"Se houvesse uma segunda chance,
que preço você daria a ela?"
John Hopes era um homem que (querendo ele ou não) tinha uma vida muito automática. Não sabendo ele quando isso havia se tornado tão evidente assim.
Do trabalho de redator em uma revista que quase ninguém lê para a casa apertada e com cheiro de mofo em uma periferia da cidade. Da casa, onde ele só chegara para dormir ou participar das confusões familiares com a esposa e o filho rebelde de dezessete anos dela, que já havia se tornado dia-a-dia, para o trabalho que entrara de cara emburricada e era sempre cortado pelo seu chefe (todas as vezes que apresentara uma ideia nova para tirar a empresa do buraco que estava decaindo a cada ano que se passara).

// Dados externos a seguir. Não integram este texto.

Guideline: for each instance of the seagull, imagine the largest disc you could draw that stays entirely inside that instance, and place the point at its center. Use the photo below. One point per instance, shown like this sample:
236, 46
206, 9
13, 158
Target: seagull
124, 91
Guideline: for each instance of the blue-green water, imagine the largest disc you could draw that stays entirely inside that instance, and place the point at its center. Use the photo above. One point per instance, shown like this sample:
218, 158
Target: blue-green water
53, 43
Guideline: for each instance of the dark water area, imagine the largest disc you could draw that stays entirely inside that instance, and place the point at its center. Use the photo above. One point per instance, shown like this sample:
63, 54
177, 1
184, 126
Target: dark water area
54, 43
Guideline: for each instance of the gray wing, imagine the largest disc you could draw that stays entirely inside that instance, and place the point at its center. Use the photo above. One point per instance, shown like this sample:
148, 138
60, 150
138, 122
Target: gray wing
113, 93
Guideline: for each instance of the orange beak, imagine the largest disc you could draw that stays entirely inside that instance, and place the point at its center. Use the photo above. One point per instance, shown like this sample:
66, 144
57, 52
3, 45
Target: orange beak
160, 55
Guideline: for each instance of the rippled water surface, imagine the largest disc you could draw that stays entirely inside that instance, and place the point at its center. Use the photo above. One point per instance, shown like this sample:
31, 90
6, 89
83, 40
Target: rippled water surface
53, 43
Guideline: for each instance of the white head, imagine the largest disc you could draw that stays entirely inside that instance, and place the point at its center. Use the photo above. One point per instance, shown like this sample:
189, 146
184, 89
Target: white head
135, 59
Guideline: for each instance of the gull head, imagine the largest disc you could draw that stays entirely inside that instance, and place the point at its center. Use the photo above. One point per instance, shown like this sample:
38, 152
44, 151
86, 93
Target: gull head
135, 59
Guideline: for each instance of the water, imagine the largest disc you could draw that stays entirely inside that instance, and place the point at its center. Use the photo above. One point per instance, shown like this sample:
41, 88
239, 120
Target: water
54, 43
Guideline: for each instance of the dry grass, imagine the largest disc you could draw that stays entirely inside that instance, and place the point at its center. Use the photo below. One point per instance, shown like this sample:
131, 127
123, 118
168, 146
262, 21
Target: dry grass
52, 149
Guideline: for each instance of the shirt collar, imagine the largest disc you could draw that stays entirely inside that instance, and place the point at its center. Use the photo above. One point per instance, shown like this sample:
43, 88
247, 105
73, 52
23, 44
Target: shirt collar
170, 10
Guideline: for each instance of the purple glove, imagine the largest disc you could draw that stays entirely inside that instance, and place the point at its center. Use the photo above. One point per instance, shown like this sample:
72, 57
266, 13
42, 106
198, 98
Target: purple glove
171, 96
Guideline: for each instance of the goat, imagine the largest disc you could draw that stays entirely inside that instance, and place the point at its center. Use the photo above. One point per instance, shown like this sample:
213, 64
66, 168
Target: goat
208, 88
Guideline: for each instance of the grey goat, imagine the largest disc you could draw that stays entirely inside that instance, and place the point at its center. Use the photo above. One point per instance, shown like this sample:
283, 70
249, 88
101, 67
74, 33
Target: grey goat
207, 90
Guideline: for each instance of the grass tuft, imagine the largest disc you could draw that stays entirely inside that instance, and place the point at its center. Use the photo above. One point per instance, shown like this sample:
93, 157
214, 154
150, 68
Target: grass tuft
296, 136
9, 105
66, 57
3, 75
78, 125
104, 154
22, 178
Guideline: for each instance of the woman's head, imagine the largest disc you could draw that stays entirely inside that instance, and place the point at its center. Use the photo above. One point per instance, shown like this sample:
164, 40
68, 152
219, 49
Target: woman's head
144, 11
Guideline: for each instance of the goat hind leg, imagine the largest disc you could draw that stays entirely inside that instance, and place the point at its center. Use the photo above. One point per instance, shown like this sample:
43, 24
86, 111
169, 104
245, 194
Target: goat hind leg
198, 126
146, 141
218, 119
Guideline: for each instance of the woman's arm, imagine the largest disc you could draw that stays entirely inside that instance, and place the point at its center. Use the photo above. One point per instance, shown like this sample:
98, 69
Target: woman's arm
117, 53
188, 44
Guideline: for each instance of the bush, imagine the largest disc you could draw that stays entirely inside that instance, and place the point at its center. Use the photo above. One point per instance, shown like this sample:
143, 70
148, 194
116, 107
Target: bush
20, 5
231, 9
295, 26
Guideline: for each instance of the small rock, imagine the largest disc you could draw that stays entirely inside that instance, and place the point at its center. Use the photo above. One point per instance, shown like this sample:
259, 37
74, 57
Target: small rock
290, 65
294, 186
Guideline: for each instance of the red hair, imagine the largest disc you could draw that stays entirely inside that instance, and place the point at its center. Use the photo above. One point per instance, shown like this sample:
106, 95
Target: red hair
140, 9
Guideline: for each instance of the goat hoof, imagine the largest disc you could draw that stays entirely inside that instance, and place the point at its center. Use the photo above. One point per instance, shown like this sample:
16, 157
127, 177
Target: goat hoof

Quem sabe... não em uma dessas idas e vindas do emprego que ele veio parar nessa sala grande e silenciosa esbranquiçada de uma forma tão solitária.
Ou quem sabe não foi sua mulher que armou tudo para ele junto com seu filho que lhe odiava fulminavelmente, fez isso para receber uma pensão por morte e se mudar de onde ela chamava de "inferninho", pelo qual, ela havia clamado para irem embora dali há meses.
A verdade é que há anos ele sentia dor nas costas e no estômago, jamais se atrevendo a ir no hospital pois dizia que "médicos acham doenças em você, que nem você tinha tal conhecimento de que existiam, e por cima... cobram caro para lhe ferrar!".
Mas foi realmente em uma dessas idas e vindas que ele acabou tombando por desmaio, de pé e de frente ao espelho fazendo a barba (foi quando a dor atingiu um ponto extremo, tão forte que lhe contorceu os ossos e lhe espremeu a barriga), ele tombou e bateu a cabeça na pia bruscamente, e de repente... as dores foram embora.
Era uma sala branca e fantasticamente vazia, o corredor se prolongava por quilômetros. Você poderia tentar, mas certamente não conseguiria ver o fim. As portas eram iguais e não havia divisão por números ou nomes, marcas ou cores. Pelo contrário, pareciam que tinha acabado de coloca-las naquele estranho lugar ou acabaram de polir, eram portas novas e isso ele tinha certeza.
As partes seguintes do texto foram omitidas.